I can assure you that double clicking on the above script DID start gvimi and it DID open up the specified files. Basically, I just copied my gvimi script in my ${HOME}/bin to ${HOME}/Desktop/vimstart and replaced the "$*" with the names of the files in vimstart. This is very similar to anderson howl's tip, but his tip depends on you being able to give the vimf command somehow. That would necessitate a change in your .bashrc and vimf would have to be run in a terminal unless you have some way of running the command outside the terminal (special launcher?). But I wouldn't change .vimrc to do this. Some of the other ways specified here will also work but require some typing after vim is up and running if you don't use the terminal. For my script method, nothing needs to be changed in the .vimrc, the .bashrc or other bash startup files, and it is sitting there on the desktop. Well it was sitting there, I just deleted it but I can recreate it in just a few seconds. Believe it or not the terminal and bash are your good friends and some times you can do things much easier there than you can in a GUI.
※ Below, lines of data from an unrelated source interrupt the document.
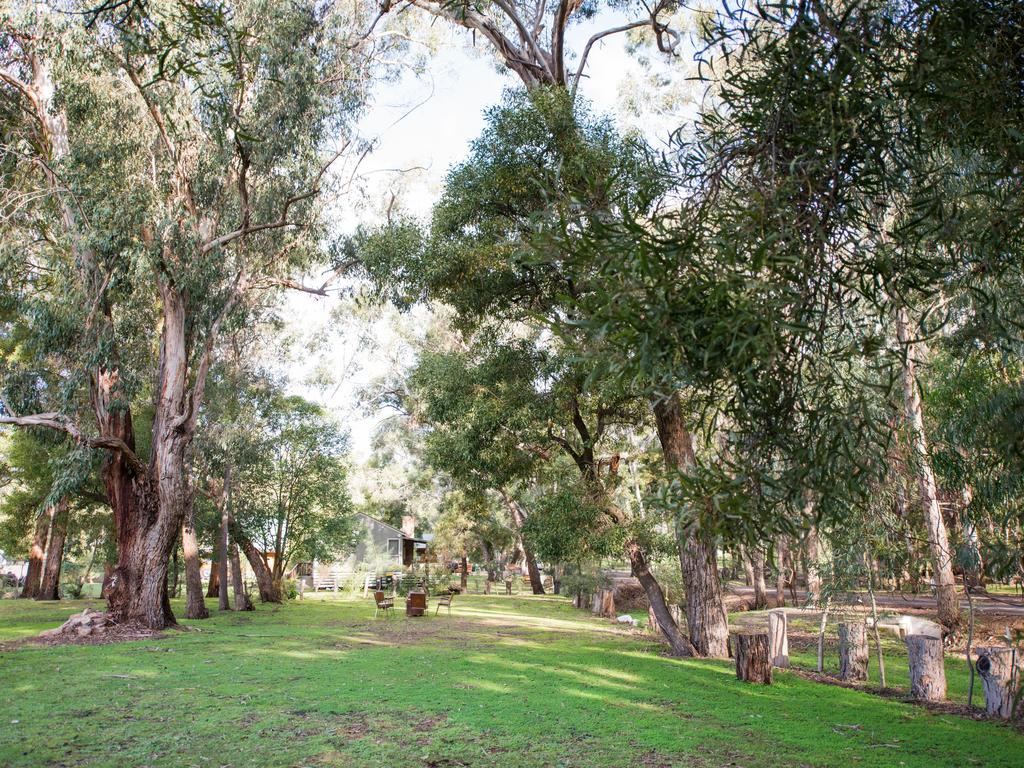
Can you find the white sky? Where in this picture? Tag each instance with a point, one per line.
(427, 122)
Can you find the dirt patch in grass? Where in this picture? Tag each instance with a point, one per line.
(462, 633)
(87, 628)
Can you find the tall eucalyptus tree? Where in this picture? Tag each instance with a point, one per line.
(163, 168)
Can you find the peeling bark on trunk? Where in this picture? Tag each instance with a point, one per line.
(748, 567)
(195, 604)
(213, 588)
(50, 587)
(222, 554)
(928, 671)
(938, 539)
(706, 615)
(34, 576)
(269, 591)
(518, 518)
(853, 654)
(670, 630)
(760, 588)
(813, 563)
(781, 571)
(753, 658)
(242, 601)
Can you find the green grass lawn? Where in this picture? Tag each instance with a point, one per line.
(518, 681)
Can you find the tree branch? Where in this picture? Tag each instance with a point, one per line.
(61, 423)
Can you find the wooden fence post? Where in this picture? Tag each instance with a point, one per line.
(652, 625)
(753, 660)
(778, 639)
(998, 678)
(853, 651)
(928, 671)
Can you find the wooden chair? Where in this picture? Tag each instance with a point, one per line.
(444, 601)
(383, 603)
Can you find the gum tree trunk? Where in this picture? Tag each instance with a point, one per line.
(269, 592)
(50, 587)
(928, 672)
(706, 616)
(242, 601)
(938, 538)
(670, 630)
(195, 604)
(34, 574)
(213, 588)
(753, 658)
(853, 655)
(813, 564)
(518, 518)
(781, 550)
(222, 554)
(760, 588)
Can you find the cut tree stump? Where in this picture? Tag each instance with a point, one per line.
(753, 659)
(999, 679)
(778, 639)
(928, 671)
(853, 651)
(608, 603)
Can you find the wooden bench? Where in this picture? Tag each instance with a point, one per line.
(383, 603)
(445, 602)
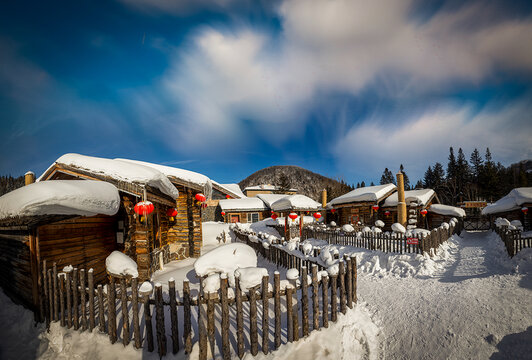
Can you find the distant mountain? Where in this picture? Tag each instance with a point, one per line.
(306, 182)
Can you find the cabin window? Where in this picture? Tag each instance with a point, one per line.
(253, 217)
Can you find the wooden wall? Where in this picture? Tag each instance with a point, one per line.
(15, 266)
(83, 242)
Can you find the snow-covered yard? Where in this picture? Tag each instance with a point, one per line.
(468, 301)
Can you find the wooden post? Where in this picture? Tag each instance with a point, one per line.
(173, 316)
(92, 321)
(111, 310)
(315, 300)
(239, 318)
(135, 310)
(68, 284)
(159, 320)
(265, 315)
(75, 298)
(304, 301)
(253, 321)
(125, 311)
(83, 299)
(187, 326)
(325, 300)
(226, 349)
(277, 307)
(334, 299)
(101, 309)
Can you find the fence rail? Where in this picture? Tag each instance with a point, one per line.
(513, 240)
(222, 323)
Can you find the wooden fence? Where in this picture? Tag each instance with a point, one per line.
(397, 243)
(223, 323)
(513, 240)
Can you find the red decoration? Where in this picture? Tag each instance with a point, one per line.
(144, 208)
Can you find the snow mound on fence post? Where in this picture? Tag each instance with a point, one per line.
(118, 263)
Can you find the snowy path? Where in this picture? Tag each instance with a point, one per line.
(466, 310)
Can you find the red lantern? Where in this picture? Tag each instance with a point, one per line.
(171, 213)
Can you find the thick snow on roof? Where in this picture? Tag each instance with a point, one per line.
(61, 197)
(269, 199)
(186, 175)
(513, 201)
(121, 171)
(234, 188)
(421, 197)
(295, 202)
(369, 193)
(446, 210)
(246, 204)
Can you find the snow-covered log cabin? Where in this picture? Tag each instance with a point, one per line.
(358, 205)
(514, 206)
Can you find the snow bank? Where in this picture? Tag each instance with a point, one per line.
(513, 201)
(120, 264)
(61, 197)
(120, 170)
(446, 210)
(370, 193)
(226, 259)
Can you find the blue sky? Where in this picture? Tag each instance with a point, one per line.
(227, 87)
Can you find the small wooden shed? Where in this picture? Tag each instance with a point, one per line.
(357, 205)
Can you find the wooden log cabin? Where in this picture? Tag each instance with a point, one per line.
(158, 237)
(516, 205)
(70, 222)
(416, 201)
(357, 205)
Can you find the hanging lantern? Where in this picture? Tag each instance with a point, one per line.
(200, 197)
(171, 213)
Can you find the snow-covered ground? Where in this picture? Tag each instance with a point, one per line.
(468, 301)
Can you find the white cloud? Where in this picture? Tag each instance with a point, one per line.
(421, 140)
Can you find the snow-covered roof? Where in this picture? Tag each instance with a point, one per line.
(269, 199)
(446, 210)
(513, 201)
(295, 202)
(61, 197)
(118, 170)
(232, 189)
(246, 204)
(420, 197)
(369, 193)
(179, 174)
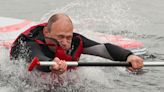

Why are Macintosh people so reluctant to use the terminal and bash? They are great when you are always doing the same kind of thing repeatedly. They are infinitely better than the GUI for repeatable things like this. Not only that, you start to see how things are put together. Einstein said, make every system as simple as possible and no simpler. Mac OS-X went past that on the simplification. It ends up making things like this which are easy for me very difficult for you. I know because I owned a Next machine and it is very similar to Mac OS-X. It took less than 30 seconds to create that script on my desktop. Oh yes, you probably don't want to delete your vim history. I don't want it at all since I have at least 8 xterms for me and one for root in four work spaces with a huge screen to do what I do. Getting 6-7 vims running with all of them adding their stuff to the history gets confusing and I am almost never going back to where I was in the file. For C programming I just minimize vim, do the make and test and bring vim right back up which is exactly where I was to make changes. Recover? Save as often as you need to avoid loss of editing. For me that is a simple ESC F8. If you cannot afford to lose it, save.